A person wears brown and blue clothing outside a wooden building.
Akiba wraps himself in his ceremonial kesa. (Martin do Nascimento/KQED)

Over his brown kimono, Akiba drapes one shoulder and his torso with a kesa — a rectangular shawl stitched together carefully with smaller vertical and horizontal rectangles of fabric.

“The kesa is the part that’s most visible and perhaps the most important,” Akiba says. “The basic color is brown — that’s a very typical color for the kesa.”

While brown and black are common colors worn by priests to signify a renunciation of worldly desires and pleasures, Akiba’s kesa is the deep green of dried tea leaves. His status as a priest means he gets to choose what color he wears, he says. Around his neck is a rakusu, a rectangle of fabric that is a literal representation of Buddha’s robe.

Akiba’s clothes are beautiful, without a doubt. And yet Akiba isn’t very concerned about beauty.

“I don’t really look at that uniform every time like, ‘oh, this part is beautiful,’ or anything like that — that’s just what I wear,” he says.

But for Akiba, it’s possible to appreciate beauty in clothes, in nature and in people without clinging to it.

A person wears brown and green clothing outside a wooden building.
Akiba was installed as abbot at Kojin-an Oakland Zen Center in 1994. (Martin do Nascimento/KQED)

“Beauty has a function in rituals and for people performing or attending rituals,” he says, “That is important, but it shouldn’t be the focus of attachment.”

And that “contradiction between simplicity and opulence,” as Akiba puts it, plays out in what he wears, too.

His ceremony-wear — draping and buttery, but also earthy and muted — is sumptuous and plain all at once. It’s a tension befitting the spiritual multiplicity of Zen, which holds beauty and its transience all at once.

When Akiba is clearing crumbly piles of fall leaves from the yard or carrying groceries on a long walk home, he trades his robes for samue, a more casual kimono and pants set that’s traditionally worn by priests but has been adopted by non-religious folks in Japan too.
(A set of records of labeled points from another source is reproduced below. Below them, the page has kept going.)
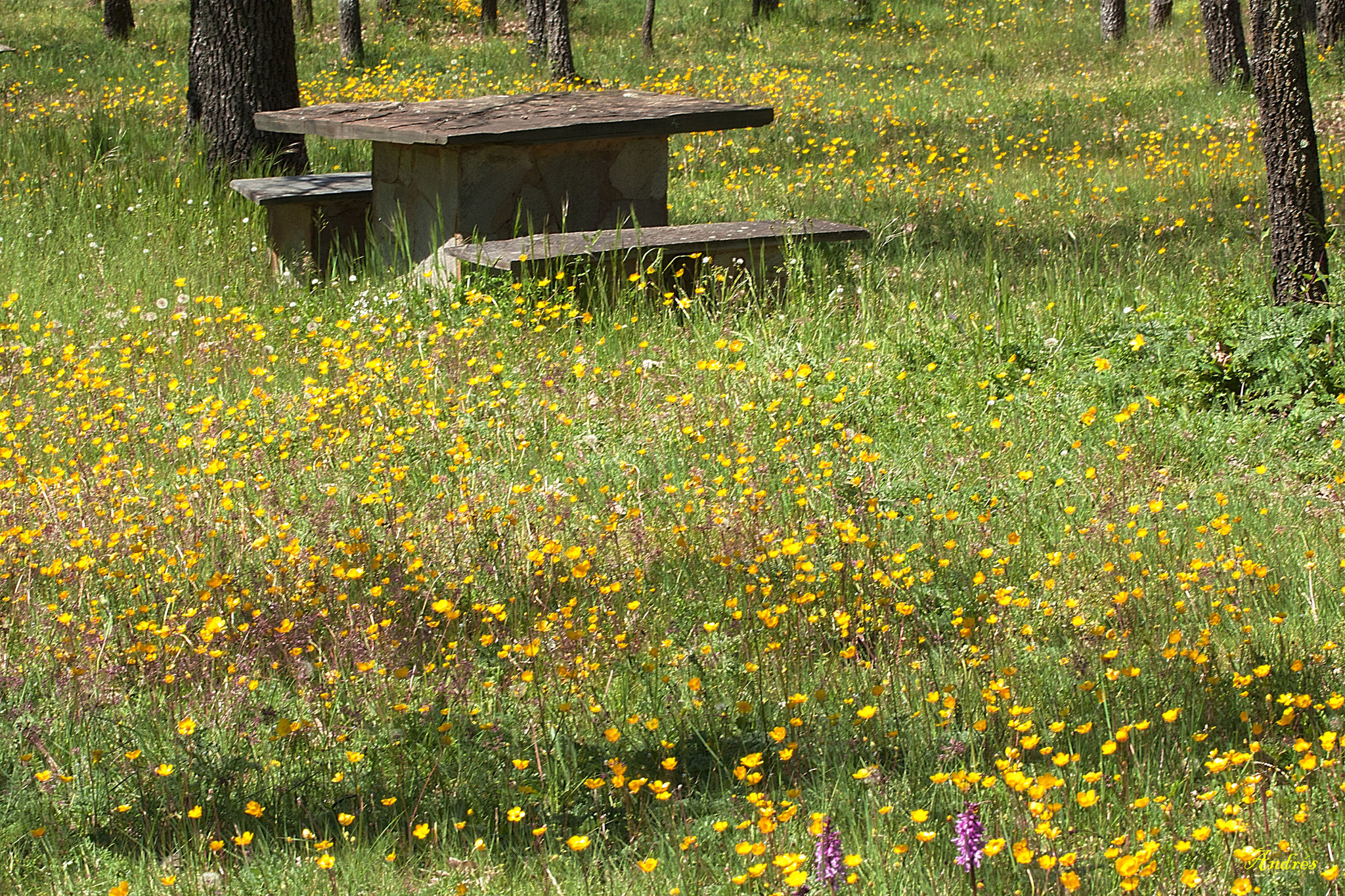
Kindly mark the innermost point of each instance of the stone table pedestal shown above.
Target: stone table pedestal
(498, 167)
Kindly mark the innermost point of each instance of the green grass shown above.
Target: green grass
(1033, 468)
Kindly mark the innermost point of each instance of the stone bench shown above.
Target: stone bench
(310, 217)
(755, 247)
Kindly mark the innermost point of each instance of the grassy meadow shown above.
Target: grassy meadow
(1030, 503)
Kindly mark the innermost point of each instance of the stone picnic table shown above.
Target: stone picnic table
(489, 168)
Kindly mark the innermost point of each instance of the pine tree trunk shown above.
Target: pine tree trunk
(1331, 23)
(1289, 144)
(558, 41)
(536, 14)
(648, 27)
(241, 61)
(1113, 14)
(350, 32)
(118, 19)
(1160, 14)
(1225, 45)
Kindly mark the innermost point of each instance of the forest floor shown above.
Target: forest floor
(1032, 503)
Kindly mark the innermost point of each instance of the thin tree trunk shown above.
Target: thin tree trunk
(1160, 14)
(1113, 14)
(558, 41)
(241, 61)
(118, 19)
(536, 12)
(1331, 22)
(1289, 144)
(350, 30)
(648, 27)
(1225, 45)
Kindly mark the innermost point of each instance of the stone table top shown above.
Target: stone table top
(523, 119)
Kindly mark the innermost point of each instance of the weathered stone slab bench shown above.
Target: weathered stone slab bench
(753, 247)
(310, 217)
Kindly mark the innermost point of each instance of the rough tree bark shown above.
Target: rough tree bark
(1160, 12)
(349, 27)
(536, 27)
(1113, 14)
(1225, 45)
(118, 19)
(558, 41)
(241, 61)
(1331, 23)
(1289, 144)
(648, 27)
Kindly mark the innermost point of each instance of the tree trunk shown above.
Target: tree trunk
(1289, 144)
(1113, 14)
(1225, 45)
(558, 41)
(241, 61)
(1331, 22)
(351, 34)
(648, 27)
(536, 12)
(118, 19)
(1160, 12)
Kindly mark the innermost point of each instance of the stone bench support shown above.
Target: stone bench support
(310, 218)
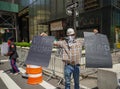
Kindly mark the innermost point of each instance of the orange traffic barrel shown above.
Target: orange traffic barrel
(34, 74)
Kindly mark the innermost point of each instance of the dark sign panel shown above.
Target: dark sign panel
(97, 51)
(40, 51)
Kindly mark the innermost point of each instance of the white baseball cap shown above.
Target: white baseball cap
(70, 31)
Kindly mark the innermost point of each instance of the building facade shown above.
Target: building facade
(50, 16)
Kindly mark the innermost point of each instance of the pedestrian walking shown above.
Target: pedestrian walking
(72, 50)
(13, 55)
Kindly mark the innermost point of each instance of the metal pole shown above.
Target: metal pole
(74, 16)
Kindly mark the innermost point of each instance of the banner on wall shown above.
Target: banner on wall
(97, 51)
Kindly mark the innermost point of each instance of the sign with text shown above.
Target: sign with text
(97, 51)
(40, 51)
(4, 48)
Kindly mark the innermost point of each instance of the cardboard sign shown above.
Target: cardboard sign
(40, 51)
(97, 51)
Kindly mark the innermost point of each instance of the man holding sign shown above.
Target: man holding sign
(71, 48)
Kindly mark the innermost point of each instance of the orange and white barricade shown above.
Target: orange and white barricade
(34, 74)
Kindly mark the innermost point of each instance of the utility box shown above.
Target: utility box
(109, 78)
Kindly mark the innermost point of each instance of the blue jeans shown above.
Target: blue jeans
(68, 71)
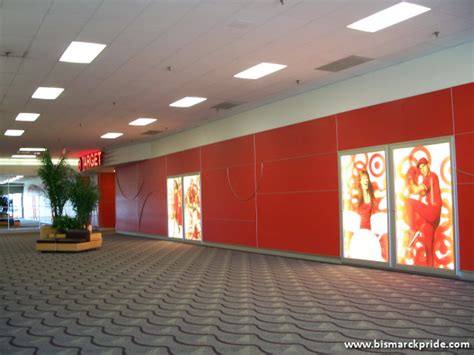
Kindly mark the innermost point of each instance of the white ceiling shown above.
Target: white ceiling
(159, 51)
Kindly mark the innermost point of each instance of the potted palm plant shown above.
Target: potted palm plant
(84, 196)
(56, 186)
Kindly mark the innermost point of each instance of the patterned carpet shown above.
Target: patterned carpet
(143, 296)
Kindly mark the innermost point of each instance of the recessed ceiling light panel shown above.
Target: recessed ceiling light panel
(142, 121)
(389, 17)
(188, 101)
(81, 52)
(27, 117)
(47, 93)
(32, 149)
(111, 135)
(259, 71)
(23, 156)
(14, 132)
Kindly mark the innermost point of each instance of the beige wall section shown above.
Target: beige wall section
(443, 69)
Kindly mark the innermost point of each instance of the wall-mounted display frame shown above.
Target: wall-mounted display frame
(412, 198)
(424, 205)
(184, 207)
(364, 205)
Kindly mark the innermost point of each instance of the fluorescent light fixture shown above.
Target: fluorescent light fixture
(188, 101)
(33, 162)
(111, 135)
(388, 17)
(23, 156)
(14, 132)
(142, 121)
(32, 149)
(259, 71)
(81, 52)
(46, 93)
(28, 117)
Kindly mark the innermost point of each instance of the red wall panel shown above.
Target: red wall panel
(107, 200)
(233, 152)
(301, 222)
(183, 162)
(126, 202)
(313, 137)
(296, 208)
(228, 188)
(152, 202)
(466, 226)
(419, 117)
(230, 232)
(317, 172)
(463, 101)
(464, 158)
(219, 202)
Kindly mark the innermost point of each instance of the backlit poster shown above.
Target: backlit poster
(423, 205)
(364, 201)
(175, 207)
(192, 207)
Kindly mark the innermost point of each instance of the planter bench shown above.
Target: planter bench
(72, 241)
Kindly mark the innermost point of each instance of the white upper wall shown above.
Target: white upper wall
(443, 69)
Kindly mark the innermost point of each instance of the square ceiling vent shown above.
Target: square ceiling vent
(344, 63)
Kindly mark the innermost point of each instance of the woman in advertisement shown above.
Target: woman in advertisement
(368, 199)
(423, 216)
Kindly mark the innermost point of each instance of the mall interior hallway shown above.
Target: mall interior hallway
(139, 295)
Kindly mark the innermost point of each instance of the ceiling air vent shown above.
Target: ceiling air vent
(226, 105)
(344, 63)
(151, 132)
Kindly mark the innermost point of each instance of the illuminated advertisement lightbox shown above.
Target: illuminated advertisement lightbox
(364, 201)
(423, 206)
(192, 207)
(175, 207)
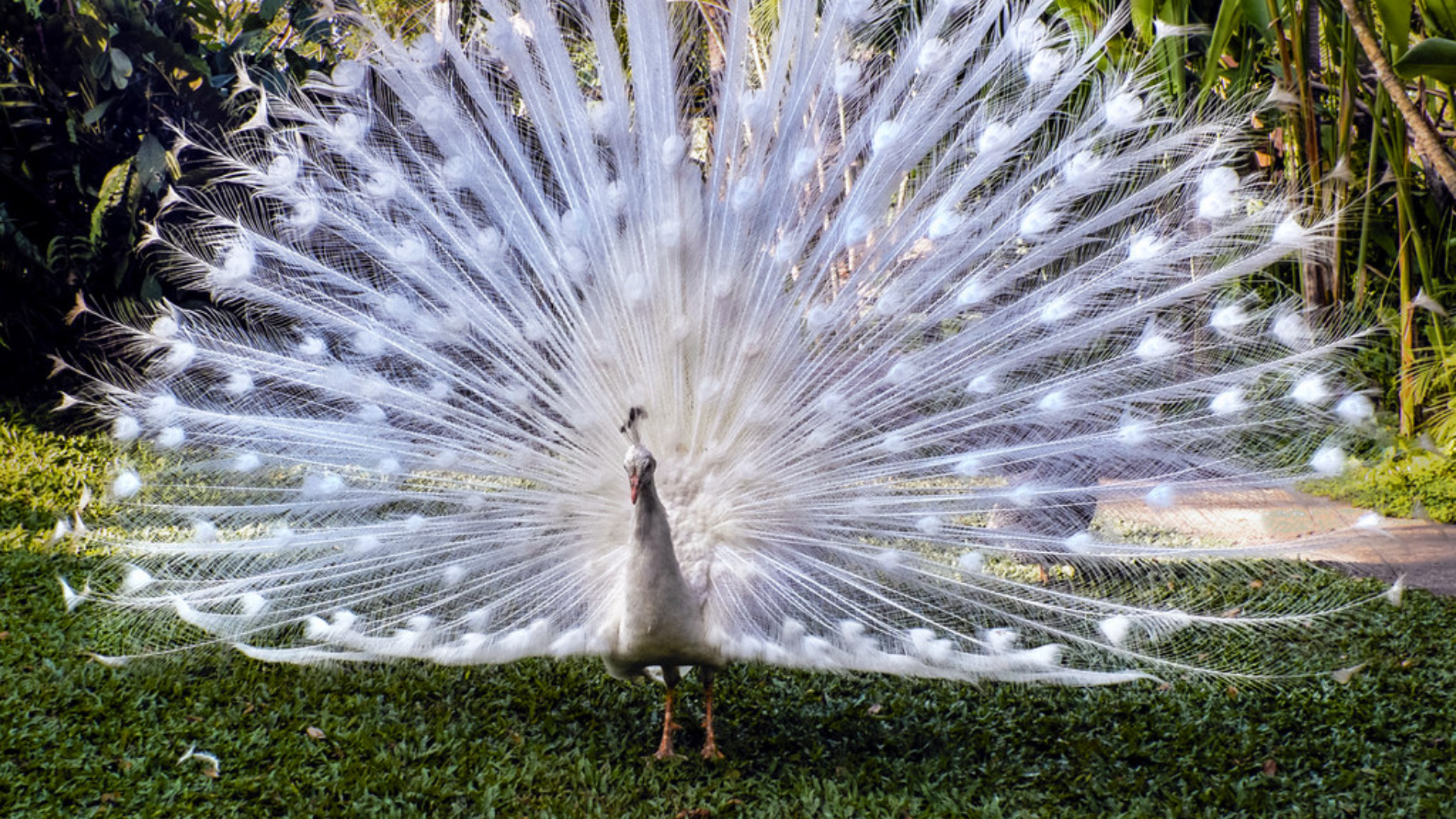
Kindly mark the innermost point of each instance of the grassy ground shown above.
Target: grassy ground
(561, 739)
(1407, 482)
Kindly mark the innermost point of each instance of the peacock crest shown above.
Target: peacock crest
(909, 293)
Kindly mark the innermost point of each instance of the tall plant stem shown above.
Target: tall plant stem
(1427, 140)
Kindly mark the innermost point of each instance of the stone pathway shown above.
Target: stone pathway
(1421, 550)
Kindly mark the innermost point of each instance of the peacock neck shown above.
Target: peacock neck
(653, 535)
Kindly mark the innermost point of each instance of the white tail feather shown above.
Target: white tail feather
(905, 297)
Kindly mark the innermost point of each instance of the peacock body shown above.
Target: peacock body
(905, 292)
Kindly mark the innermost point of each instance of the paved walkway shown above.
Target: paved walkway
(1421, 550)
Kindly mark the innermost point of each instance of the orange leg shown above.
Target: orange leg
(672, 678)
(710, 745)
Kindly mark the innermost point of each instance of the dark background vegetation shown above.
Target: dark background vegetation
(92, 93)
(89, 96)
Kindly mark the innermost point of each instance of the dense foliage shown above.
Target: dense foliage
(563, 739)
(91, 95)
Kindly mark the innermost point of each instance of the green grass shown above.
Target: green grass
(563, 739)
(1405, 483)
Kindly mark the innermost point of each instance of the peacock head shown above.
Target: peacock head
(639, 469)
(639, 463)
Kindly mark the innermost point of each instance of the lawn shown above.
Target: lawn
(563, 739)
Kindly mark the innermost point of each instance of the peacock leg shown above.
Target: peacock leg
(672, 678)
(710, 745)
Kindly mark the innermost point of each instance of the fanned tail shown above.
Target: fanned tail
(908, 295)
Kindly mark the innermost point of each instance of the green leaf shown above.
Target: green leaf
(152, 164)
(150, 289)
(1231, 14)
(1395, 17)
(1144, 14)
(112, 191)
(1439, 17)
(1433, 57)
(1258, 15)
(120, 67)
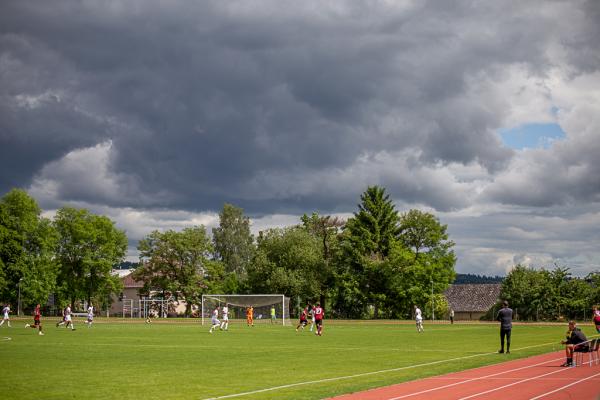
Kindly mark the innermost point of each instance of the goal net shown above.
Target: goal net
(239, 303)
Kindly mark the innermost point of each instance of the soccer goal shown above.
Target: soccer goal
(239, 303)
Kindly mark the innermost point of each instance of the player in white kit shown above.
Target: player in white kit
(225, 321)
(68, 320)
(5, 317)
(419, 319)
(90, 319)
(214, 320)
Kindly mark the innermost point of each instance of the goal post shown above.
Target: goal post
(238, 303)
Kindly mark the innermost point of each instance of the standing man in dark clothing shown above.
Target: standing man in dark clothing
(505, 318)
(575, 341)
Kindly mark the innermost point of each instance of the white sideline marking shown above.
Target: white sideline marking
(228, 396)
(564, 387)
(514, 383)
(472, 379)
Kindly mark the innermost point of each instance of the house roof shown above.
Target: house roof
(127, 279)
(472, 297)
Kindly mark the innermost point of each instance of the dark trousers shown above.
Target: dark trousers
(505, 333)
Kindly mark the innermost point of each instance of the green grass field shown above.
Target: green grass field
(183, 361)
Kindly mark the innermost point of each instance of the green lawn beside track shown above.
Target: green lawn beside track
(183, 361)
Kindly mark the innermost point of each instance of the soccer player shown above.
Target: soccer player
(64, 320)
(68, 318)
(302, 323)
(214, 320)
(318, 315)
(273, 315)
(37, 316)
(575, 342)
(5, 317)
(225, 322)
(90, 319)
(250, 316)
(505, 318)
(311, 315)
(419, 319)
(595, 316)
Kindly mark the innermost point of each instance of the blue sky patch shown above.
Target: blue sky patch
(531, 136)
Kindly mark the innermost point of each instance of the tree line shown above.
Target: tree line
(549, 294)
(377, 264)
(70, 257)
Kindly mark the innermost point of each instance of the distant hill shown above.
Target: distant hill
(476, 279)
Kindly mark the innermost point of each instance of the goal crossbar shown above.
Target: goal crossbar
(262, 304)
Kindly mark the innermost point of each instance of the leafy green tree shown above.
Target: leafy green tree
(287, 261)
(178, 264)
(233, 242)
(326, 229)
(27, 243)
(374, 228)
(89, 246)
(547, 294)
(422, 232)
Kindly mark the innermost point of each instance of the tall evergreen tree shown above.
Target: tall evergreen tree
(27, 243)
(374, 227)
(233, 242)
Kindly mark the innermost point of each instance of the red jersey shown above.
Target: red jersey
(319, 313)
(303, 315)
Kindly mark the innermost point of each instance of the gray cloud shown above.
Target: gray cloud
(286, 108)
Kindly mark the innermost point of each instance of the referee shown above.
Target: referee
(505, 318)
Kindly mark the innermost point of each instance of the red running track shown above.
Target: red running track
(533, 378)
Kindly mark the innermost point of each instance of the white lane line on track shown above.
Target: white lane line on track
(564, 387)
(338, 378)
(513, 384)
(472, 379)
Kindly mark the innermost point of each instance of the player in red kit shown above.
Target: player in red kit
(318, 316)
(302, 323)
(37, 316)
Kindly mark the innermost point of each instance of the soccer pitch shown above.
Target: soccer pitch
(181, 360)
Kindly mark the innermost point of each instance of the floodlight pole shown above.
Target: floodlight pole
(432, 303)
(19, 299)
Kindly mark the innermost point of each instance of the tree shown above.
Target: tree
(27, 243)
(422, 232)
(233, 242)
(287, 261)
(367, 241)
(177, 264)
(326, 229)
(374, 227)
(89, 246)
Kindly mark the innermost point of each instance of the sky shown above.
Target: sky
(156, 113)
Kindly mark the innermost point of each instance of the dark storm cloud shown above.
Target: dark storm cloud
(213, 102)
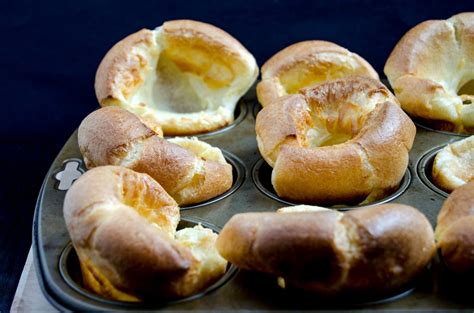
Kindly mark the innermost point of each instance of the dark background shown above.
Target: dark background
(49, 52)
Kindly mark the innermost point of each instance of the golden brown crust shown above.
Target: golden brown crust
(375, 130)
(136, 253)
(307, 63)
(216, 38)
(429, 65)
(453, 165)
(148, 73)
(369, 249)
(454, 232)
(118, 72)
(123, 227)
(114, 136)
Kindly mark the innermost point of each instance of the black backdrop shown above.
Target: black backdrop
(49, 52)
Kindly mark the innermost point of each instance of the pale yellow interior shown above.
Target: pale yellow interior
(186, 76)
(337, 122)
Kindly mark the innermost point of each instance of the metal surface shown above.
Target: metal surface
(436, 289)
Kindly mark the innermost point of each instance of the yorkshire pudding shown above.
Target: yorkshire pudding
(455, 229)
(185, 76)
(340, 142)
(431, 70)
(368, 250)
(307, 63)
(190, 170)
(453, 166)
(123, 227)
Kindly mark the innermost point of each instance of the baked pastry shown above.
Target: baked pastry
(185, 76)
(307, 63)
(455, 229)
(123, 227)
(367, 250)
(453, 166)
(190, 170)
(341, 142)
(431, 71)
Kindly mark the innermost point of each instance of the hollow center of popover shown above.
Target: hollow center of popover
(338, 120)
(186, 76)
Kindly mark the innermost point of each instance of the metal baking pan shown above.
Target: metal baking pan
(59, 274)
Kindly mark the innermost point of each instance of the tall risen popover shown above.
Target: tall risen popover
(123, 227)
(431, 70)
(341, 142)
(190, 170)
(185, 76)
(369, 250)
(307, 63)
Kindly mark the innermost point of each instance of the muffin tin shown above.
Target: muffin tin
(58, 269)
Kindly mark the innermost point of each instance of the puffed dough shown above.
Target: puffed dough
(308, 63)
(455, 229)
(368, 250)
(431, 70)
(341, 142)
(453, 166)
(191, 171)
(185, 76)
(123, 227)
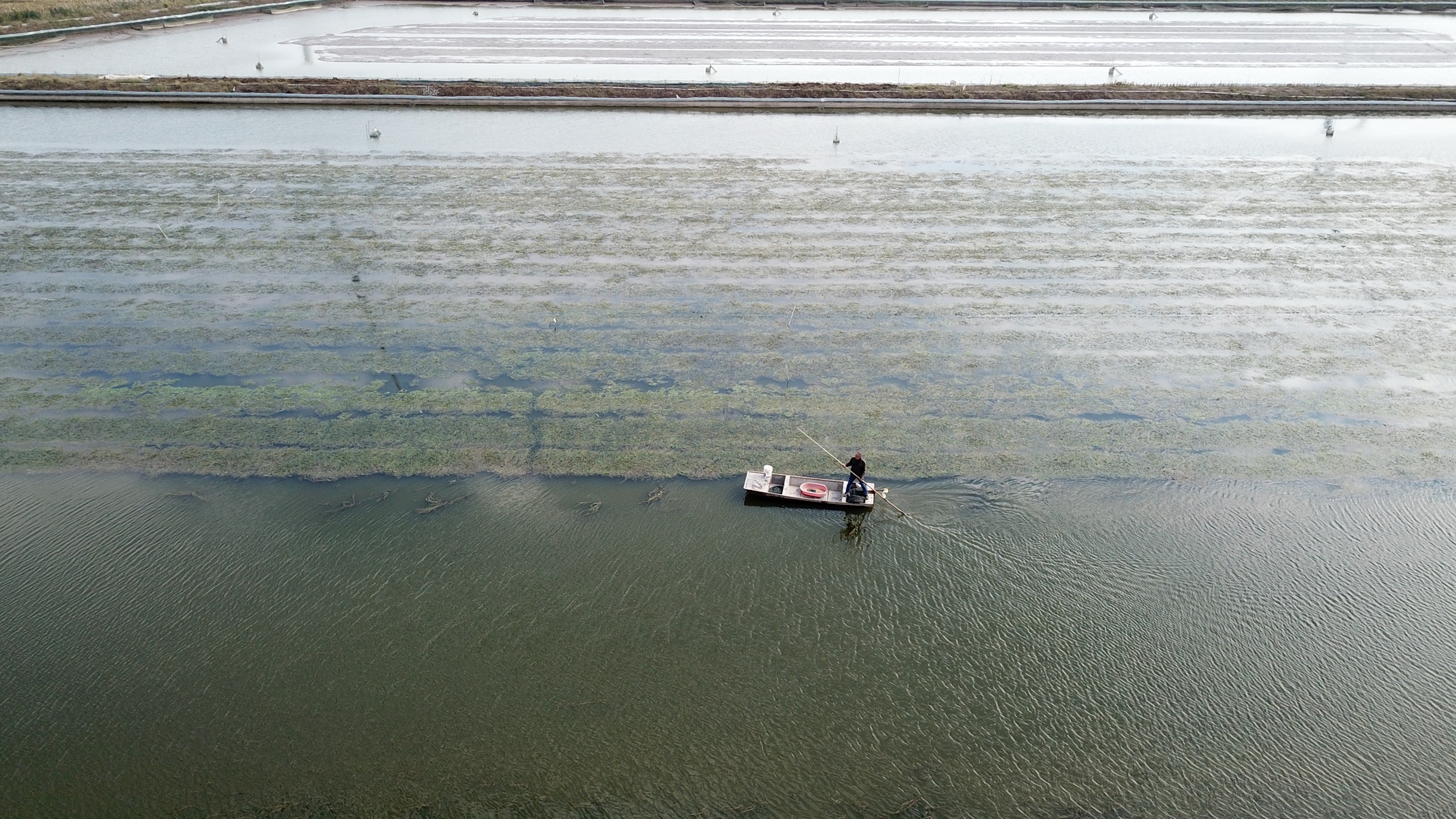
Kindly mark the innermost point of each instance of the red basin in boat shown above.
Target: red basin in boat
(813, 490)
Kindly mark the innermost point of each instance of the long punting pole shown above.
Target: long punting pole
(845, 465)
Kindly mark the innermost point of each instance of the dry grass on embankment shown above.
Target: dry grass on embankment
(746, 91)
(18, 17)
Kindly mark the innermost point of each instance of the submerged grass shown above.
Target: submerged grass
(660, 317)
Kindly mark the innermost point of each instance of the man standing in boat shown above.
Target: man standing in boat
(857, 477)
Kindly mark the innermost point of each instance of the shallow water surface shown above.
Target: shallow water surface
(261, 292)
(763, 44)
(189, 646)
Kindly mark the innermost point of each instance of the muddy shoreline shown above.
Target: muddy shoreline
(1126, 92)
(1033, 99)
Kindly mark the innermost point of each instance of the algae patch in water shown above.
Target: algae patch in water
(682, 317)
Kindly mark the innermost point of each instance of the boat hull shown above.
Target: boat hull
(776, 488)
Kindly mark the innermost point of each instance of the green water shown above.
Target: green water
(1018, 649)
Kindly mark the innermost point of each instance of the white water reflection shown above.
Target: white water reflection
(382, 40)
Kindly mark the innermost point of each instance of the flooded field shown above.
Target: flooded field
(501, 41)
(564, 647)
(675, 295)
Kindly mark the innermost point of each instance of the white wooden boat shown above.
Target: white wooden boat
(766, 484)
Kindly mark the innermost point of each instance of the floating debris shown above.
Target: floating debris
(350, 503)
(435, 503)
A person wears brown and blue clothing in a natural setting.
Akiba in his workwear. (Martin do Nascimento/KQED)

In the cold months of the year, he layers a Uniqlo down vest and a knit button-up shirt under the kimono top and tucks a blue knit beanie over his bald head.

In spite of how casual the samue is, there’s a pleasing throughline that joins Akiba’s workwear with his ceremonial robes, like the neat stitches that join the panels of linen on his rakusu. His workwear set echoes the rich brown of his robes and are also flawlessly proportional to his short stature. The false white collar that he wears under his abbot’s clothes also peeks out from under his samue, and another rakusu — this one blue — hangs from his neck.

When Akiba takes regular walks around his Oakland neighborhood in his samue and beanie, the Buddhist priest says he’s highly entertained by the parade of people and clothes he encounters.

Two photos side by side of brown and blue clothing is seen in detail in a wooden area.
Akiba displays his rakusu. (Martin do Nascimento/KQED)

“When I go to Tokyo and the train stations are full of people, there are men and women dressed very fashionably in different colors and different styles,” he says. “But they also look the same to me.”

While people in Japan are fairly dressy and formal, he says, Bay Area folks dress comfortably and casually: “And I think that actually is more revealing of who each person is.”